Il dottor Kotipelto continuò a ripetermi quelle parole dopo che per l'ennesima volta comparvi sulla porta del suo studio decisamente confuso. L'idea di andare da un psicanalista era stata tutta mia e mi meravigliavo ancora di tale decisione. Avevo bisogno di sfogarmi alla grande, ma avevo deciso che dovevo farlo con un estraneo. Come disse qualcuno " a volte è più facile confidarsi con un estraneo. Chissà perché. Forse perché un estraneo ci vede per quello che siamo realmente, e non come vogliamo far credere di essere." Ero decisamente d'accordo. In fin dei conti con i gli amici e parenti si finiva per cambiare un pò i fatti narrati così da non far trasparire la propria debolezza. Io non volevo mostrarla e decisi di mettermi nelle mani del dottor Kotipelto anche se non ne ero completamente sicuro. Era un tipo abbastanza strano e io probabilmente dovevo essere più strano di lui ad accettare le sue terapie.

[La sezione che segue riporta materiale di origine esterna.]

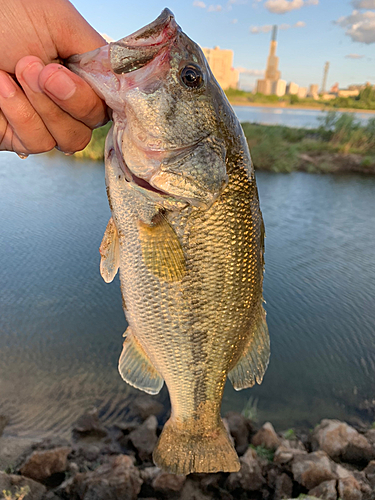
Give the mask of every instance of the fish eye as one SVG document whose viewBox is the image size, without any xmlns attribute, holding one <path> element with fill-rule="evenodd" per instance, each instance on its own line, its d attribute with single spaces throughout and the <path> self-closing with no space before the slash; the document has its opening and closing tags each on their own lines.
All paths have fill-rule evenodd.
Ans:
<svg viewBox="0 0 375 500">
<path fill-rule="evenodd" d="M 203 73 L 196 64 L 188 64 L 180 72 L 182 83 L 189 89 L 199 89 L 204 83 Z"/>
</svg>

Ma fu l'unico a capire i miei problemi e ciò che mi attanagliava lo stomaco. Non mostrò nessuna fetta di ironia e di ilarità anche per le cose più stupide che gli raccontai. Per questo continuavo ad incontrarlo.
Beh scrivere per me non era di certo difficile, ma scrivere di lei ahimè lo era. Il dottore mi stava chiedendo la luna in quei giorni e io ancora non disponevo di una navicella progettata per quello scopo.

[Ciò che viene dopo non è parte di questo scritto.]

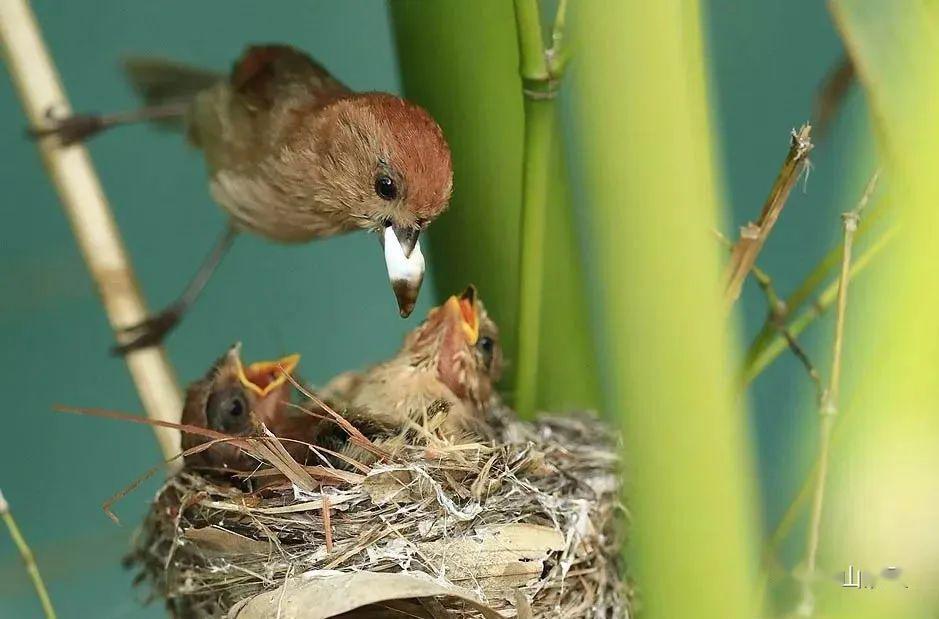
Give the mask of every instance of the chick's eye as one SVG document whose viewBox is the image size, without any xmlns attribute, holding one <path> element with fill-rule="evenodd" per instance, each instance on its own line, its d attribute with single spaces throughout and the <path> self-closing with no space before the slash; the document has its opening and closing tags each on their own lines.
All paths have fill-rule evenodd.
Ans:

Pensare a lei, al mio tormento, era la cosa più difficile da fare in quel periodo. Ogni volta che i miei pensieri si fermavano su di lei sentivo la mia mente e il cuore bloccarsi.
L'avevo fatta soffrire molto e non lo meritava. Come al solito rovinavo sempre tutto e più passavano gli anni e più capivo che sarei diventato un vecchio arcigno, taccagno che avrebbe vissuto da solo nella sua fottuta torre.
Ora quel dottore mi chiedeva di scrivere. A proposito di lui, in tutte le volte che ero stato in sua compagnia mi dimenticavo sempre di chiedergli se era un parente del leader degli Stratovarius.
Stavo fissando quel foglio bianco da esattamente un'ora e ancora non riuscivo a convincere il mio cervello per una collaborazione.
" Oh andiamo!"- sussurrai portandomi le mani fra i capelli e chiudendo gli occhi per concentrarmi meglio. Avevo sbagliato ancora. Chiudere gli occhi in quei momenti significava rivedere Irene e io come ogni volta non ero pronto a rivedere tale bellezza. La dolcezza dei suoi occhi mi avevano sempre disarmato e la sua pelle candidata suscitava in me dei ricordi che non avrei voluto mai dimenticare.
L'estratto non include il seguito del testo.